In the dispute over the federal government’s citizens’ allowance plans, there are no signs of rapprochement between the traffic light coalition and the opposition Union. The CDU chairman Friedrich Merz warned in Berlin on Tuesday that the law in its current form “would almost certainly not find a majority in the Bundesrat in the next week”.

The labor ministers of four federal states in which the Union is involved in the government are also making a common front against the project. In a key issues paper that is available to the German Press Agency, the department heads from Baden-Württemberg, Bavaria, North Rhine-Westphalia and Schleswig-Holstein primarily criticize the planned waiting period, after which any assets should only be checked and touched after two years.

However, the traffic light parties, which are dependent on the approval of the CDU and CSU in the Bundesrat, see no scope for further concessions. “Offers of compromise have already been made,” said SPD leader Saskia Esken on the rbb station Radioeins. SPD parliamentary group leader Rolf Mützenich also emphasized that important information from the federal states had already been received. He therefore called for the topic not to be misused for political debates.

Voting in the Bundestag on Thursday

On Thursday, the Bundestag will vote on the new citizens’ allowance, which is to replace the previous Hartz IV basic security on January 1st. The plan is for the standard rates to rise and for the job center to put less pressure on the unemployed. The Union had made it clear that if there was no approval in the state chamber, the federal government itself would have to call the mediation committee.
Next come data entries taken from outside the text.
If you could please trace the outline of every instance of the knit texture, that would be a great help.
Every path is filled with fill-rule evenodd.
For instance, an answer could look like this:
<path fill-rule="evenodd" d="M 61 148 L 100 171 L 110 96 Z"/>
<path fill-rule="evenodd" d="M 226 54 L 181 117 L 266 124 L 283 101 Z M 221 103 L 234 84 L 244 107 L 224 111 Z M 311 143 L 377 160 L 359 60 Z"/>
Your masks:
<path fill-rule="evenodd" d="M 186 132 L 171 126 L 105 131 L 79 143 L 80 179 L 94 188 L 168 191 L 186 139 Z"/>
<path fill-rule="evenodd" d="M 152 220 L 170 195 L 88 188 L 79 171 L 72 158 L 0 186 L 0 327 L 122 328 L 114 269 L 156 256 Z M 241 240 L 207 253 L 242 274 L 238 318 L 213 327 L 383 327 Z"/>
The planned introduction at the turn of the year would at least be questionable.

Green parliamentary group leader Katharina Dröge described the Union’s resistance as “indecent”, and the FDP chairman Christian Lindner tweeted: “The Union’s populist impulse is based on simplification instead of precision.”

FDP parliamentary group manager Johannes Vogel also rejected the Union’s latest initiative: “Simply increasing the standard rates without improving performance justice and promotion opportunities through a reform in the system, that would be exactly the wrong way.”

However, the head of the Union faction in the Bundestag contradicted the allegation of the blockade. The parliamentary director Thorsten Frei (CDU) criticized that the traffic lights had not spoken in advance about their plans either with the CDU/CSU parliamentary group or with the countries with a union government. So nobody should be surprised about a rejection. CSU regional group leader Alexander Dobrindt also rejected attacks by SPD leader Lars Klingbeil. His accusation that the Union is dividing society is “a tremendous intensification of the political debate”. Merz spoke of a “poisoning of the political climate”.

The CDU leader sees citizen income as the next step towards an unconditional basic income. “Do we really have to further expand a transfer system and give even more incentives not to return to the job market so quickly?” asked Merz at the industry day of the Dehoga restaurant association. Labor Minister Hubertus Heil (SPD) emphasized at the same event that two thirds of the long-term unemployed have not completed vocational training. The previous Hartz IV system does not get them to catch up on missing school and professional qualifications. “This is not sustainable labor market integration.”

Left calls Union course on citizen income “unchristian”

Critics of the traffic light plans point to the controversial argument that the reform would make those on citizen income better off than people who work for the minimum wage. Left faction leader Amira Mohamed Ali therefore accused the CDU and CSU of playing the two groups off against each other: “I find that extremely unchristian.” The AfD is now pursuing its own concept: Anyone who is able to work and receives basic security for more than six months should be obliged to do “civil work” if they wish.